Growing up, Cervantez did not see many Latina images in popular culture and because of this, her portraits of Latina women and her self-portraits became an important part of her work. Cervantez's self-portraits show an artist that is at once whole and fragmented, experiencing nepantla. Cervantes often uses the self-portrait technique in order to explore cultural identity. In many of her self-portraits, she continues to blend contemporary culture with Aztec and mesoamerican imagery. Cervantez uses much of this type of iconography of the past in order to update the symbols and create a modern feminist perspective. Her female figures are often described as "inspiring representations of female agency." Cervantez's art is also concerned with helping the viewer recognize that Chicanos are already in their own "ancestral homelands" and are actually not "immigrants" to the United States. On the topic of agency Cervantez said this in an interview with CSUN Daily Sundial, “Women have not been very visible in today’s art…”. “And if they have, they are portrayed very stereotypically. These pieces talk about the dignities of women and their strengths while reclaiming a sense of empowerment and agency.”

Cervantez has also created many large-scale murals in Los Angeles and is considered a pioneer of the Chicana mural movement.
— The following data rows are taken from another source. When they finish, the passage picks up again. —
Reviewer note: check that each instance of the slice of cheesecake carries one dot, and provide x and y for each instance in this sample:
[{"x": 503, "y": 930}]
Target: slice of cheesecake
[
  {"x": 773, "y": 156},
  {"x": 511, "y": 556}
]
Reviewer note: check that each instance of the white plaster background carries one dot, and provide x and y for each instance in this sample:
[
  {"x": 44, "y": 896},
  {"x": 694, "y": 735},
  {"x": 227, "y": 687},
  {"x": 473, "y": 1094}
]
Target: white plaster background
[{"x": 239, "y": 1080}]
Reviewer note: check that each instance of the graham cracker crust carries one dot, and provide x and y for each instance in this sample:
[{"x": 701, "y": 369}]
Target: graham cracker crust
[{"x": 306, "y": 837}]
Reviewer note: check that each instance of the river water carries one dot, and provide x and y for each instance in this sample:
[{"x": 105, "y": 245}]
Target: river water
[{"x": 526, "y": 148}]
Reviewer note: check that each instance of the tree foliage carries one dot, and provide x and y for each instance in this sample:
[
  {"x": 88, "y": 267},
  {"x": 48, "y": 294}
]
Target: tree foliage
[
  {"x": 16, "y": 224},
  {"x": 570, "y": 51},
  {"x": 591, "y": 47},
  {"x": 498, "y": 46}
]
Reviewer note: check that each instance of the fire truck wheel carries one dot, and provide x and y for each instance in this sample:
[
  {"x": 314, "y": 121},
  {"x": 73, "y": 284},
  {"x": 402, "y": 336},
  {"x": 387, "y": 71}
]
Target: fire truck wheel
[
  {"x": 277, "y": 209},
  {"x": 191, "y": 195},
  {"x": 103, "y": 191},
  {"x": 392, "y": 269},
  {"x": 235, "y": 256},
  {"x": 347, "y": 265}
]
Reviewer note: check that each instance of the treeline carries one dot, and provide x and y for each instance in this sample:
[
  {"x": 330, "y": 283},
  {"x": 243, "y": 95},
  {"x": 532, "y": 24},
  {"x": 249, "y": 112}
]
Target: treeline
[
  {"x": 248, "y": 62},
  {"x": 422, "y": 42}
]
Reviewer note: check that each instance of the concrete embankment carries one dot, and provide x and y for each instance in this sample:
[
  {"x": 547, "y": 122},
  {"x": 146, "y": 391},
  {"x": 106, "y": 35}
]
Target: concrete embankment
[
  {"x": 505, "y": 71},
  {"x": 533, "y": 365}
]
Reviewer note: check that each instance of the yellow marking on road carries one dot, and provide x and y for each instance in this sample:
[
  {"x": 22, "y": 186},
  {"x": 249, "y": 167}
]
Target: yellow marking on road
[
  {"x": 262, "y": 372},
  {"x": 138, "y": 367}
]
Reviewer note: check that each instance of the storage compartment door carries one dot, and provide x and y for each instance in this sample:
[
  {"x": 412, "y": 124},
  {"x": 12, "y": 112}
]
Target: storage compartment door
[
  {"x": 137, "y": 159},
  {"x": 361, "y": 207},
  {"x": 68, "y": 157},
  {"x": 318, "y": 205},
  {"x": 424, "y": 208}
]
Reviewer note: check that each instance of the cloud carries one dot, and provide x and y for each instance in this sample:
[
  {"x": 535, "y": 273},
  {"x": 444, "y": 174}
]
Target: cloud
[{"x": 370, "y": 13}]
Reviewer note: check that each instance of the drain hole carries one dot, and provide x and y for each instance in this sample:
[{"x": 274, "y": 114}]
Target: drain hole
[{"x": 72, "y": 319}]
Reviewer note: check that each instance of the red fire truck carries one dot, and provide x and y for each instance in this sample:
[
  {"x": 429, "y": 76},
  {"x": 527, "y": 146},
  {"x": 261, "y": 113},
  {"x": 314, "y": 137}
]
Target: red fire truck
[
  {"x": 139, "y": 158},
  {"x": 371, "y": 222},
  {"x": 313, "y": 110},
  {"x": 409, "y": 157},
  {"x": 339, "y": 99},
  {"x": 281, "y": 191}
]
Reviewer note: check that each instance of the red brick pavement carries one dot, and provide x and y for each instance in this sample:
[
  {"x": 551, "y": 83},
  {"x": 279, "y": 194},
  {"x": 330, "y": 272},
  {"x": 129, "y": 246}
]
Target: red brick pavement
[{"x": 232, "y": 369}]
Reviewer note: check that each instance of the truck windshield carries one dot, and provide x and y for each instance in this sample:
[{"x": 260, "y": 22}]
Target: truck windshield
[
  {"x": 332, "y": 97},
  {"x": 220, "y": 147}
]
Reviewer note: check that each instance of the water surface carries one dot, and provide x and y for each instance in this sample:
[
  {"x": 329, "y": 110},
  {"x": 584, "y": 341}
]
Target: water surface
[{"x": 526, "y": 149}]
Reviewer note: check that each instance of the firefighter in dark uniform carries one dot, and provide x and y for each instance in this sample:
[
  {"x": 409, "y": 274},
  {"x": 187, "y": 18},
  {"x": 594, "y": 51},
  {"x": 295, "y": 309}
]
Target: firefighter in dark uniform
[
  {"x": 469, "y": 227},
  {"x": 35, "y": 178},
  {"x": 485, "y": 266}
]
Alongside artist Judy Baca, she was involved with designing and painting part of The Great Wall of Los Angeles, which is thought to be the longest mural in the world. Cervantez has been a major influence on artist Favianna Rodriguez, who was so impressed with a printmaking class she took with Cervantez that she quit school to become a full-time artist.

In 2024, her work was included in the Xican-a.o.x. Body group exhibition at the Pérez Art Museum Miami, Florida, which traveled from the Cheech Marin Center for Chicano Art & Culture of the Riverside Art Museum, California.

=== La Ofrenda (1989) ===
La Ofrenda (1989) is Cervantes’s most notable work and is often pointed to as an example of intersectionality in art. On the left side of the mural Cervantez paints an indigenous woman surrounded by iconography and examples of indigenous spirituality and religious practice. In the middle Dolores Huerta is centered as a well known Chicana woman accompanied again by iconography such as the United Farm Workers (UFW) insignia.Thus the mural portrays the dichotomy between indigeneity and femininity and what the two mean specifically through the lens of a Chicana woman. Since its creation it has been restored in 2012 by the Los Angeles based Social and Public Art Resource Center (SPARC).

Cervantez’s La Ofrenda tackles particular exclusionary praxis in activist movements in a myriad of ways. Most notably, in the mural Cervantez places the contemporaneous iconography of activism in juxtaposition with Latina, Chicana, and Indigenous women who are often excluded from the discourse of a social justice movement.